Optimizing Scratch Filesystems for HPC and AI Workloads

Mr Christopher Schlipalius1, Ms Gin Tan2, Ms Sarah Walters3, Mr Paul Hiew4, Mr Gary Mancuso5, Mr Chris Hines2

1The Pawsey Supercomputing Centre, Perth, Australia, 2Monash eResearch Centre, Melbourne, Australia, 3University of Queensland, Brisbane, Australia, 4NSCC, Singapore, Singapore, 5Hitachi Vantara, Melbourne, Australia

Biography:

Chris is an experienced presenter and Storage Manager with over 25 years of experience working and managing block storage, SANs, Tape and POSIX filesystems for large data holdings at The Curtin University of Technology and The Pawsey Supercomputing Centre.

He is a member of the SC25 Committee and has presented at and organised a number of workshops on Storage and Filesystems in Australia, USA, Germany and Singapore.

He also presented at the main Spectrum Scale Usergroup at SC18 on Improving Spark work load performance with Spectrum Conductor on Spectrum Scale (for scratch).

He ran the Versity User Group in Atlanta in 2025, the Spectrum Scale Usergroup in Singapore, and cities across Australia and was on the Spectrum Scale Usergroup worldwide organising committee and IBM Champion for 5 years.

Abstract:

This half-day technical workshop examines the types of scratch filesystems in supporting high-performance computing (HPC) and AI workloads.

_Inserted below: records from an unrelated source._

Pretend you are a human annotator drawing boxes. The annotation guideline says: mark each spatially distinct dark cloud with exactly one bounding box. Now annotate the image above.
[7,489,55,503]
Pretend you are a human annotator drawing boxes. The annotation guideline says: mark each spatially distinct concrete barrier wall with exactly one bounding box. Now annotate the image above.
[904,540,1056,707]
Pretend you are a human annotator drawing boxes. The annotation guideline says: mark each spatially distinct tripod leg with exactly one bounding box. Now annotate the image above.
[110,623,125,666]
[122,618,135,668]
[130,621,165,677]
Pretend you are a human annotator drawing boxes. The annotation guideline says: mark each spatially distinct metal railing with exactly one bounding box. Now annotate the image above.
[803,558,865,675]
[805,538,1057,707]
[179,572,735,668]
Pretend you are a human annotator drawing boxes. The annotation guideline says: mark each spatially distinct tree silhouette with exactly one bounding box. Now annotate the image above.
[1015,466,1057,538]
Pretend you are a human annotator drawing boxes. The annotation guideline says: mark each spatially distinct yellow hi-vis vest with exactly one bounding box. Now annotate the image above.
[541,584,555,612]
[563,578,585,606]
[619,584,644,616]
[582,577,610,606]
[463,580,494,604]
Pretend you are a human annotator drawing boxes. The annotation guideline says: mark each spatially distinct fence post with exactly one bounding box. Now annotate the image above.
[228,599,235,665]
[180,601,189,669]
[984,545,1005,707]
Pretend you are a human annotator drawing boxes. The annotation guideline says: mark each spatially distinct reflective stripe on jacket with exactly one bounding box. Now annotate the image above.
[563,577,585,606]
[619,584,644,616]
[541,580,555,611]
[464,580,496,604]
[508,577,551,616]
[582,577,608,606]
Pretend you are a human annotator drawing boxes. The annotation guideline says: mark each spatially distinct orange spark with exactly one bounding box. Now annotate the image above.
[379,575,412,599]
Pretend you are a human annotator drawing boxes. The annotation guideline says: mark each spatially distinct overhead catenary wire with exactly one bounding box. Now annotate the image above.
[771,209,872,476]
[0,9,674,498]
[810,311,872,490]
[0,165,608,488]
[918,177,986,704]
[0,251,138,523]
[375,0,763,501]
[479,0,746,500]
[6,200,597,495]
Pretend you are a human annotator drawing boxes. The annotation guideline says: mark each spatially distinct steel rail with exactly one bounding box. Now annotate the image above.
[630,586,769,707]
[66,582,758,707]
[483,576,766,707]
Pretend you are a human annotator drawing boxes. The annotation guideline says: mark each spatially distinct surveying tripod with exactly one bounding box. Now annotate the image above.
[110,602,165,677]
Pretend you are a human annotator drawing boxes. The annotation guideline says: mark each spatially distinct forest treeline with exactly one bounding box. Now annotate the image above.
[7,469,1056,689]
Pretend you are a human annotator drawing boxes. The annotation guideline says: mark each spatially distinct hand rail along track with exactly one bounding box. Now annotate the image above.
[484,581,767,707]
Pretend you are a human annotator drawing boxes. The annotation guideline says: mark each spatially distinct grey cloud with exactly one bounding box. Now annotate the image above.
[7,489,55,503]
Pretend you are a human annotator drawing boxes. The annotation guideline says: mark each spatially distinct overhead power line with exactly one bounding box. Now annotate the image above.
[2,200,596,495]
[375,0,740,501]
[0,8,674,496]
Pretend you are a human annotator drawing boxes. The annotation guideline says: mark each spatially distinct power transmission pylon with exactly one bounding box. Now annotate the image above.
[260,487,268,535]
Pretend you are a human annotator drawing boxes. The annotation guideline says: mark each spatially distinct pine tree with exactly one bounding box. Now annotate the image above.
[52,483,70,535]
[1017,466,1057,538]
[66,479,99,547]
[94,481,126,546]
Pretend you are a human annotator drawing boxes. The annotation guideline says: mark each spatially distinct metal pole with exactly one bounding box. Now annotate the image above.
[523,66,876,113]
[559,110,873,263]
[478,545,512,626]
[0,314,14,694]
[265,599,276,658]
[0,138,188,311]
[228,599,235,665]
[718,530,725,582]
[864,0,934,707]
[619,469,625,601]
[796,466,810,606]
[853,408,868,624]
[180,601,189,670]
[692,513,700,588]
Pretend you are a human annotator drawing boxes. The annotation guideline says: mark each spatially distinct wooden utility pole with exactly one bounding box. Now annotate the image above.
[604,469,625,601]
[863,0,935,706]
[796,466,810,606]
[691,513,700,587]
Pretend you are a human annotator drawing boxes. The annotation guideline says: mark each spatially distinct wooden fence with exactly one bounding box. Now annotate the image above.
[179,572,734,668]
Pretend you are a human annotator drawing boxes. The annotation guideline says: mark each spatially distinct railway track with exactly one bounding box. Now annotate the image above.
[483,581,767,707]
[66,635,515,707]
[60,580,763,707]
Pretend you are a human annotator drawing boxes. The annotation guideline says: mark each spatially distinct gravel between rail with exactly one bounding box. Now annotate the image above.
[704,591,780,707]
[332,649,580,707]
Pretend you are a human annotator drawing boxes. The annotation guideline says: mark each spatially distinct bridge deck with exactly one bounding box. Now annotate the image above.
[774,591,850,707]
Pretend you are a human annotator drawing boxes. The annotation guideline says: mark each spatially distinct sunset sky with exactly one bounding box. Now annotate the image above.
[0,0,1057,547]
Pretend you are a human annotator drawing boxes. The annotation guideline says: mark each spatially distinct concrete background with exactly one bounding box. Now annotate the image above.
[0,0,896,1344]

Attendees will gain insight into multiple scratch filesystem and storage technologies through a set of four real-world scenarios utilizing IO-intensive (challenging) HPC algorithms.

Vendors will describe their filesystem via IO 500 Benchmark, then show their results for four applications via a highlight of performance before and then after.

How the after result was achieved will be shown via demonstrations and led exercises.

The scratch technologies investigated include Lustre, DAOS, VAST, Weka, and GPFS.

The session will highlight strengths, use cases, and trade-offs of different technology and tuning and look at the approach of each vendor and technology in how it would address these cases and the needs of each use case.

Participants will walk away with a deeper understanding of scratch storage strategies aligned with domain-specific computing challenges.

Target Audience:

HPC systems architects, storage administrators, AI infrastructure engineers, data scientists, and research computing professionals.

Preparation description:

The plan is to provide 4 cases or such ahead of time to those demonstrating as well as the requirement to IO500 to baseline each test scratch system to frame the environment.

The four subject domain algorithm examples and data sets:

1. Radio Astronomy (Pawsey reference data set example)

2. Bioinformatics Cryo-EM or similar

3. AI – e.g. LLM Training –

4. Popular choice – Forecasting model or genomic sequencing and analysis)

There will be co-presenters from companies and technical leaders to facilitate this workshop.